Tyson Gay hands back his Olympic medal after he’s hit with one-year doping ban

US track star will be eligble to retun to competition at the end of June.

Gay, 31, has already handed back the relay silver he won at the London Olympics.
Gay, 31, has already handed back the relay silver he won at the London Olympics.
Image: EMPICS Sport

US SPRINT STAR Tyson Gay has received a one-year doping ban from the US Anti-Doping Association (USADA) and handed back his 2012 London Olympics silver medal.

USADA announced that the 31-year-old American track star tested positive for a banned anabolic steroid in two random out-of-competition tests and one event doping test in urine samples taken last year by both USADA and the world governing body IAAF.

While the suspension timing means that Gay can return to competition next month, he will do so too late to take part in Diamond League meets at New York or Eugene, Oregon, or qualify for the US Track and Field Championships at Sacramento, California, on 26-29 June.

Gay accepted a one-year doping ban from June 2013 and the disqualification of all results dating to July 15, 2012 — the date he first used a product that contained a banned substance.
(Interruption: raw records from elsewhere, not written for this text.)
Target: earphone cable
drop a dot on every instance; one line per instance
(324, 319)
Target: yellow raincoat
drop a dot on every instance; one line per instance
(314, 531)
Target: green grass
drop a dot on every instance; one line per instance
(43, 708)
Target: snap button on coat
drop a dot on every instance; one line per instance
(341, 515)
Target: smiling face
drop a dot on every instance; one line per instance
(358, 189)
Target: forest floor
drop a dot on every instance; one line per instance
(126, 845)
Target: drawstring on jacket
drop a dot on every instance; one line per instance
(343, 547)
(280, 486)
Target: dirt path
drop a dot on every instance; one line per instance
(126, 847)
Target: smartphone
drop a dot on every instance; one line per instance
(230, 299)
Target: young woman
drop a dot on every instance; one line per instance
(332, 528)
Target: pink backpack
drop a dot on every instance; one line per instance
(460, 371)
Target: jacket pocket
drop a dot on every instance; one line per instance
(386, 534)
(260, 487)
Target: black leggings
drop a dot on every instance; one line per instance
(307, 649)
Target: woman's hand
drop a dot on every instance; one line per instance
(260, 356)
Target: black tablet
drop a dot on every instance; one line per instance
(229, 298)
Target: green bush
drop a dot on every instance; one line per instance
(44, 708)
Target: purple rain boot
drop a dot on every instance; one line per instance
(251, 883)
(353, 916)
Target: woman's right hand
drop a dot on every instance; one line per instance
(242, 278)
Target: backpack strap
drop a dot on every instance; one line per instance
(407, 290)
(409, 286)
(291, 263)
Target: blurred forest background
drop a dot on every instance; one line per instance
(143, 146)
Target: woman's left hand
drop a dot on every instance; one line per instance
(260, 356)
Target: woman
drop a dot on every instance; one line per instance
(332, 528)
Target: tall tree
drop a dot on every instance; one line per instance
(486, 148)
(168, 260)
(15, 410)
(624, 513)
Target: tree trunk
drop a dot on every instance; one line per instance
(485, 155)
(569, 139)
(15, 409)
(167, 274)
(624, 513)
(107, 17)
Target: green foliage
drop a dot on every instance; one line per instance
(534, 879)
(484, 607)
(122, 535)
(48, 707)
He also forfeited all prizes obtained from that date, which included voiding his effort on the US Olympic men’s 4x100m relay runner-up squad at London. USADA said Gay has already handed over his silver medal to US Olympic Committee officials.

Also thrown out was Gay’s fourth-place showing from London in the 100m final in 9.80 seconds, what had been the fastest non-medal effort in Olympic history.

After learning of his violation last year, Gay went public and said that while he never knowingly or willfully took a banned substance, he had made a mistake but did not elaborate.

“We appreciate Tyson doing the right thing by immediately withdrawing from competition once he was notified, accepting responsibility for his decisions, and fully and truthfully cooperating with us in our ongoing investigation into the circumstances surrounding his case,” USADA chief executive Travis Tygart said.

“USA Track and Field is gravely disappointed any time an athlete uses performance-enhancing drugs and Tyson Gay’s case serves as a lesson about the consequences of making poor decisions,” chief executive Max Siegel said in a statement.

“We appreciate that Tyson accepted responsibility and has assisted USADA by providing information to help battle the use of PEDs.”